The anti-PD-1 therapy nivolumab demonstrated an overall objective response rate of 31%, with a median duration of 2 years in patients with advanced melanoma.
Mario Sznol, MD
The anti-PD-1 therapy nivolumab demonstrated an overall objective response rate (ORR) of 31%, with a median duration of 2 years in patients with advanced melanoma, according to long-term results of a phase I study presented at ASCO 2013.
The data were follow-up findings from the CA209-003 phase I trial, presented at the 2012 ASCO Annual Meeting. That earlyphase study found that nivolumab, then called BMS-936558, exhibited substantial activity in melanoma, renal cell carcinoma (RCC), and non-small cell lung cancer (NSCLC).

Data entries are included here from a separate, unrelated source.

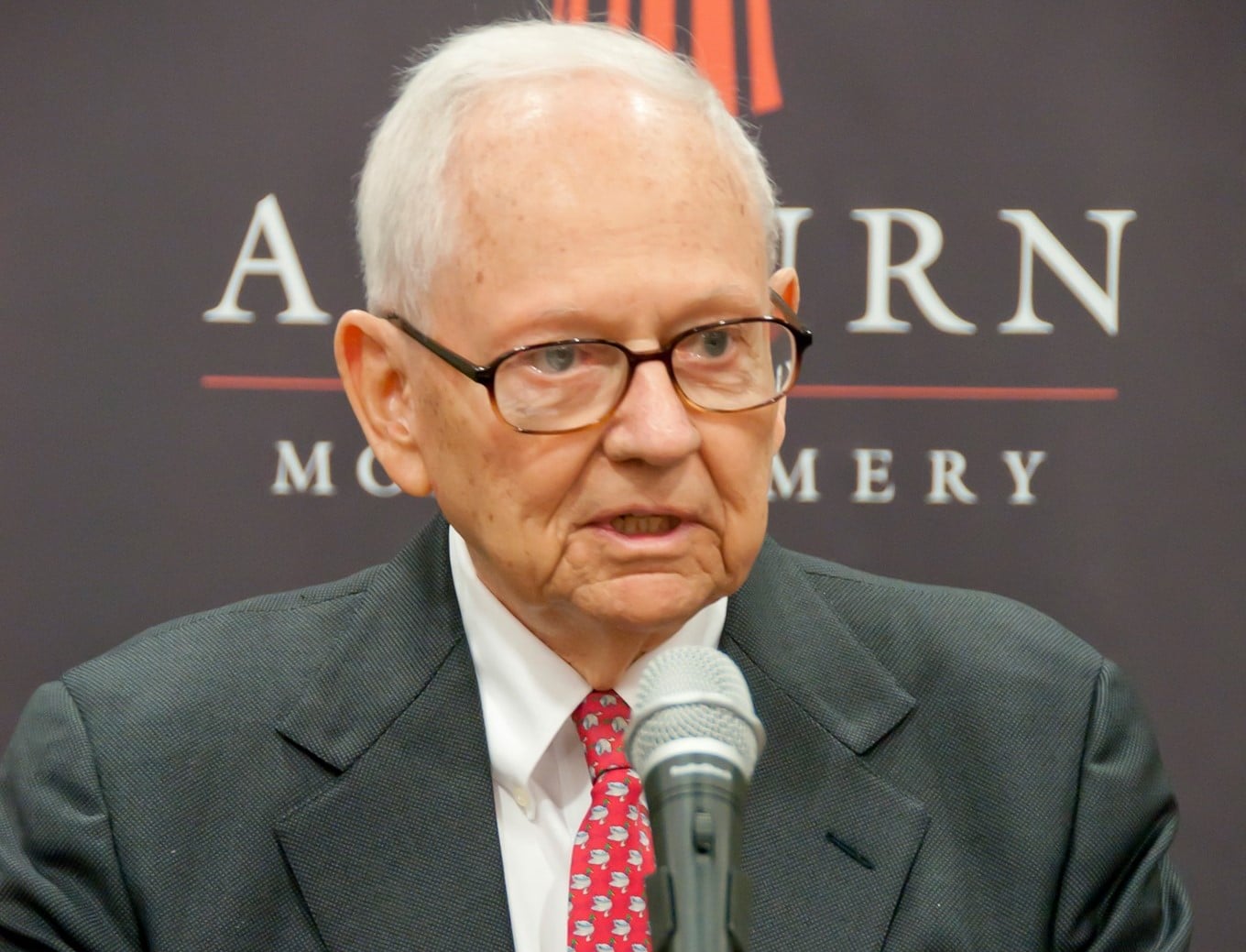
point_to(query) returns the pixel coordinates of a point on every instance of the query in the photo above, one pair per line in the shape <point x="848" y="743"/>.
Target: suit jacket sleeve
<point x="1119" y="892"/>
<point x="60" y="879"/>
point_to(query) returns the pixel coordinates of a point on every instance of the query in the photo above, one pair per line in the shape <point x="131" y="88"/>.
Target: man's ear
<point x="369" y="353"/>
<point x="786" y="286"/>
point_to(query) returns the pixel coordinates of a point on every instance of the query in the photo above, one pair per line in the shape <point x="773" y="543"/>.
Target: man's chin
<point x="656" y="603"/>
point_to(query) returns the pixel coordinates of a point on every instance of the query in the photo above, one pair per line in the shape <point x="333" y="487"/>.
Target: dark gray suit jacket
<point x="945" y="771"/>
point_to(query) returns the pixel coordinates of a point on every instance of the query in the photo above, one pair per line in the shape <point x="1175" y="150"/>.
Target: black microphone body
<point x="698" y="893"/>
<point x="694" y="739"/>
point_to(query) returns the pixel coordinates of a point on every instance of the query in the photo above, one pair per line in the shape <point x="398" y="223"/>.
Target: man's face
<point x="595" y="211"/>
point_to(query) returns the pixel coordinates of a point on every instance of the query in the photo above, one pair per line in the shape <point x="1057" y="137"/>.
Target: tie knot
<point x="601" y="720"/>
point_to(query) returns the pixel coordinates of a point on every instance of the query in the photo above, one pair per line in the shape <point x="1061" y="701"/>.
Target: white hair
<point x="407" y="221"/>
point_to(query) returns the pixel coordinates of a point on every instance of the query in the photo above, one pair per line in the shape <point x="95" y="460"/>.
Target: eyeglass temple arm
<point x="480" y="374"/>
<point x="803" y="335"/>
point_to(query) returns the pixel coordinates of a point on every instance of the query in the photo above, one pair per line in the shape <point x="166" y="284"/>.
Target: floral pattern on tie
<point x="613" y="850"/>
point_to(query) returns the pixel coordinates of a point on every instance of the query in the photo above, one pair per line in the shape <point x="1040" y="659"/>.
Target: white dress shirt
<point x="541" y="784"/>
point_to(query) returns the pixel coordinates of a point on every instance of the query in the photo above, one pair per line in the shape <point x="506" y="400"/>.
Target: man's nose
<point x="651" y="422"/>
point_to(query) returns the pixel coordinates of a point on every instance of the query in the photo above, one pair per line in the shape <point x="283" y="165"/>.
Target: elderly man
<point x="576" y="343"/>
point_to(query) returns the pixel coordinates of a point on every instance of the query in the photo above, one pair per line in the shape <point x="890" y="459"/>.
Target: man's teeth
<point x="643" y="525"/>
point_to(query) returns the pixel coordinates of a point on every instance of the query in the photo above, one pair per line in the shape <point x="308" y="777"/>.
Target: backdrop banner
<point x="1020" y="237"/>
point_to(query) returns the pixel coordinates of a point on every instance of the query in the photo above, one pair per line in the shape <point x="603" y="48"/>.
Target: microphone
<point x="694" y="740"/>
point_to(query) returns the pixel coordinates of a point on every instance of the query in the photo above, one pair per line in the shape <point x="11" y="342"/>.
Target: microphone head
<point x="693" y="698"/>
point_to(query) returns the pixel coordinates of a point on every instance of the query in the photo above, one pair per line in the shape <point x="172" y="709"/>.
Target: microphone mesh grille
<point x="726" y="717"/>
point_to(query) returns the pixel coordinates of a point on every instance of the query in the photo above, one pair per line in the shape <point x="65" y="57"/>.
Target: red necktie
<point x="613" y="850"/>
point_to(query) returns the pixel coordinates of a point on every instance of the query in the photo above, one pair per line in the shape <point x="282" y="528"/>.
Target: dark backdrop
<point x="138" y="464"/>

Patients with melanoma who participated in the study had stage IV disease and had been heavily pretreated, with 25% having undergone three or more prior therapies and 63% experiencing two or more prior therapies. The trial evaluated five dosages, with patients receiving nivolumab intravenously every 2 weeks for up to 2 years (≤12 cycles at 4 doses/cycle) at doses ranging from 0.1 mg/kg to 10 mg/kg.
In the follow-up results presented at ASCO 2013, 33 out of 107 (31%) patients with melanoma experienced tumor shrinkage of at least 30% as defined by RECIST. The median overall survival (OS) across all dosages was 16.8 months, and there was a higher OS of 20.3 months for the 3-mg/kg dose, which will be used in subsequent studies. The 1- and 2-year survival rates were estimated at 62% and 43%, respectively.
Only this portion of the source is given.